The complaint, which was filed in New York’s Manhattan bankruptcy court on August 23, alleges that Jason Stone, through his company KeyFi Inc, falsely presented himself as an experienced and highly skilled digital asset manager, but was in fact negligent and “extraordinarily inept” at devising and implementing profitable crypto investing strategies.
Celsius Alleges DeFi Manager Used NFTs, Tornado Cash to Siphon Funds
The filing states that Stone worked with Celsius for about seven months up to March 2021 and was given access to a Celsius-controlled wallet for the purposes of managing the lender’s DeFi investing strategy.
Celsius alleges that rather than managing its assets as requested, Stone instead invested heavily in NFTs – including CryptoPunks and Bullrun Babes – to the tune of 1070 ETH. Allegedly, Stone later sold some of the NFTs for 1071 ETH before funnelling the funds through crypto mixing service Tornado Cash to his own private wallet rather than back into the Celsius-controlled wallet.
Celsius claims Stone had no authorisation to purchase NFTs as part of his role and suggests he might have done so because he was aware it was difficult for Celsius to track NFT purchases through its internal systems, making the theft harder to notice.

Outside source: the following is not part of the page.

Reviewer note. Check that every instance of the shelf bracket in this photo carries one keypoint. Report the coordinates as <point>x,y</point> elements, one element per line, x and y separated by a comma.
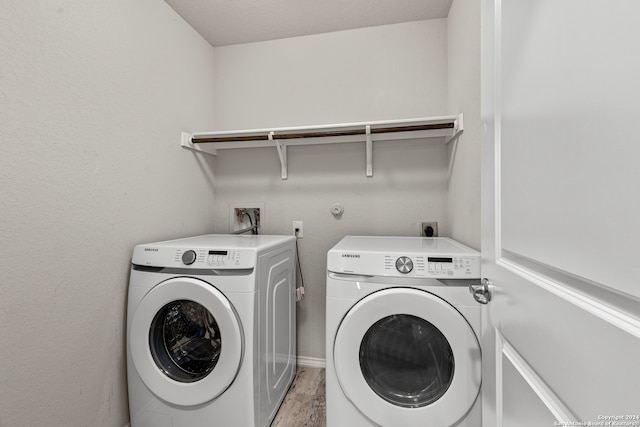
<point>282,154</point>
<point>458,128</point>
<point>369,154</point>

In addition to what it claims was intentional theft, Celsius claims Stone also cost the lender over US$50 million through his ineptitude, saying he proved himself “incapable” of investing profitably in cryptocurrencies.
Stone, responding to these accusations through his lawyer, Kyle Roche, claims all of the investments he made on behalf of Celsius were authorised by the lender’s CEO, Alex Mashinsky.
Claims Follow Previous Suit From KeyFi Against Celsius
These complaints come six weeks after Stone’s company, KeyFi, filed suit against Celsius, claiming it was operating a Ponzi scheme and that it owed Stone hundreds of millions of dollars in unpaid compensation.
Stone claims Celsius ran out of money because it relied on attracting new customers by offering excessively high rates of return, and because it failed to adequately manage risk by hedging its investments. He also says he generated over US$800 million in profit in seven months for the lender, further claiming that he’s entitled to 20 percent of this profit – over US$200 million.
Financial documents filed by Celsius last week as part of its bankruptcy hearing show that the lender has a US$2 billion hole in its books and could be completely out of cash by the end of October.